Hillary Clinton, Oprah Winfrey Celebrate Women in the World

In her opening remarks on the second day of The DailyBeast/Newsweek Women in the World Summit, former Secretary of State and New York Senator Hillary Clinton called women’s rights the 21st century’s “unfinished business.”

“The world is changing beneath our feet, and it is past time to embrace a 21st-century approach to advancing the rights and opportunities of women and girls,” Clinton said. “Technology, from satellite television to cell phones, from Twitter to Tumbler, is helping to bring abuses out of the shadows and into the center of global consciousness.”

Clinton’s remarks framed the morning session of panel discussions at the Summit. Clinton’s daughter Chelsea, a board member at The Clinton Foundation and a special correspondent for NBC News, was the morning’s first moderator, steering a panel about women’s roles in science, math and computer programming. The morning’s other moderators included ABC News anchor Cynthia McFadden, former CNN anchor Campbell Brown and CBS News anchor Norah O’Donnell.

NBC News chief foreign affairs correspondent Andrea Mitchell interviewed U.S. Ambassador to the U.N. during the a lunch for the Summit’s delegates, and the afternoon program kicked off with a discussion of women in leadership roles moderated by Financial Times assistant editor Gillian Tett. Oprah Winfrey’s interview with her “all-time favorite guest,” a Zimbabwean woman who fights for women’s education opportunities in Africa after she was forbidden to attend school as a young child, received a standing ovation from the crowd at Lincoln Center.

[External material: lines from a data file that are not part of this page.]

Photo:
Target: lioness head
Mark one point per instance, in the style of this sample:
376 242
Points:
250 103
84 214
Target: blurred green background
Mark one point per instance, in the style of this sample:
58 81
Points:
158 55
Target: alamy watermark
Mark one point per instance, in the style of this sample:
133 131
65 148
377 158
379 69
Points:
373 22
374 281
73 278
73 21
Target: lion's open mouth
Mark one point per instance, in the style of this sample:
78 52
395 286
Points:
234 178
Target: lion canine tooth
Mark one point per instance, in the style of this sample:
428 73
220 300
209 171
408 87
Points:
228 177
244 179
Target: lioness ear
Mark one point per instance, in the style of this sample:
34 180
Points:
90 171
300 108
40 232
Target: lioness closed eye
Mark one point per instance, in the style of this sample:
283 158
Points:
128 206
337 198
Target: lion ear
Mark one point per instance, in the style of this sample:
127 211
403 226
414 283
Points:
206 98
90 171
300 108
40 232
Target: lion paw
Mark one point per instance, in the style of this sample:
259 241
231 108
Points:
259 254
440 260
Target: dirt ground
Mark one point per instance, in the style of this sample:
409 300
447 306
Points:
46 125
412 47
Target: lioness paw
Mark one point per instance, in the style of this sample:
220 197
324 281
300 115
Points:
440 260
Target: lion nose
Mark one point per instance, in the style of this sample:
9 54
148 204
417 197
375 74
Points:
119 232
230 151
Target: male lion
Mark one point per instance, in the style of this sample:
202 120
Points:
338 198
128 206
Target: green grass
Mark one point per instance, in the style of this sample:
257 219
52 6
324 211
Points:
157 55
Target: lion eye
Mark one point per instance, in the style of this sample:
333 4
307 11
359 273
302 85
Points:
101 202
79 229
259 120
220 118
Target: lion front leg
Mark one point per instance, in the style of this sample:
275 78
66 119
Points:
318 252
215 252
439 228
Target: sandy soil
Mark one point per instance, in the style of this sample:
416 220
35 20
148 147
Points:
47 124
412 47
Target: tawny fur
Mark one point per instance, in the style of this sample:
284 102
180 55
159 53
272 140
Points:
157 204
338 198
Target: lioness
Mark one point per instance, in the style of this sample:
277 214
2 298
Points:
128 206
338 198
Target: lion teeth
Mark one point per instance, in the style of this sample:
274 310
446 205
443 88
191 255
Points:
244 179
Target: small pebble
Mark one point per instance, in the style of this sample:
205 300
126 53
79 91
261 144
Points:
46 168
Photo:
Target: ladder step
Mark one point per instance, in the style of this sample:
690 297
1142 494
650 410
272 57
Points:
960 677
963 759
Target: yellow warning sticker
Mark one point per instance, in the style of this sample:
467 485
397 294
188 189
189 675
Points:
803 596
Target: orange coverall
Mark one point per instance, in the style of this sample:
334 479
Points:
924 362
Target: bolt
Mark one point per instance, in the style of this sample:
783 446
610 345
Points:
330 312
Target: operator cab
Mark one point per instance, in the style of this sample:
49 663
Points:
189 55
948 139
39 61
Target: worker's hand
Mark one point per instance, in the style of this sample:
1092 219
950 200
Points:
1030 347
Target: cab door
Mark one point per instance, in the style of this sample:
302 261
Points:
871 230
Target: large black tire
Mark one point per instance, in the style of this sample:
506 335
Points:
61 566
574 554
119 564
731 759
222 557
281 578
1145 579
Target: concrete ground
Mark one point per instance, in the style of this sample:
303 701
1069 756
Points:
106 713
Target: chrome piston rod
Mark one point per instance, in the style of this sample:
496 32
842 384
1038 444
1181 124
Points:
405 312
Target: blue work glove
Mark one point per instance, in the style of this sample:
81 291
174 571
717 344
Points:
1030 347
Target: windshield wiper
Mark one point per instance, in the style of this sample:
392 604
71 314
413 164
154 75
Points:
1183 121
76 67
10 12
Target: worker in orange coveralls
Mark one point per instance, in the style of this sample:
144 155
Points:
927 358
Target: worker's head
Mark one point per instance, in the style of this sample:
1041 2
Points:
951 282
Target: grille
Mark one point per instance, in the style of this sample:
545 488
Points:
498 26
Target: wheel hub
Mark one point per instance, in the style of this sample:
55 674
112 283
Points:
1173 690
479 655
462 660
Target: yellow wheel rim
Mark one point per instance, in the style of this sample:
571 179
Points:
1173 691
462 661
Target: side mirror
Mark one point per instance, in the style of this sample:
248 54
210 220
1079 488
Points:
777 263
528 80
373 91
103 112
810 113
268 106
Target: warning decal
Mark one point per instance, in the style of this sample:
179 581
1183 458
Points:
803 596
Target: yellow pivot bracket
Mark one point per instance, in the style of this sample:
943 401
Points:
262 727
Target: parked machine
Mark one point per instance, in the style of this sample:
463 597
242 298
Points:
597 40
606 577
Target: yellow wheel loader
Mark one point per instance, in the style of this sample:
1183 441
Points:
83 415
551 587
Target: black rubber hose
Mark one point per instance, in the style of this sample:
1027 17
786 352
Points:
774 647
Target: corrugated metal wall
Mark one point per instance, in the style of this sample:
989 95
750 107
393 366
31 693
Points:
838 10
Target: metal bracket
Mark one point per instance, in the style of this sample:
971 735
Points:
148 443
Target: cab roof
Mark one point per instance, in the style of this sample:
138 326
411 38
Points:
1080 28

“I was in the car with my friend [“CBS This Morning” co-host] Gayle [King] on the way here moments ago and I was saying, this is as close to church as we all come,” Winfrey said. “To experience the empowerment and the uplifting and the experience of caring, one woman for another.”

The program wrapped up with an interview conducted by ABC News correspondent Deborah Roberts, Newsweek’s Christopher Dickey and “Good Morning America” anchor Lara Spencer, who called her talk with Diane Von Furstenberg “the easiest interview I’d ever done.” The Summit concludes this evening with a performance by Me N Ma Girls, Burma’s first all female pop group.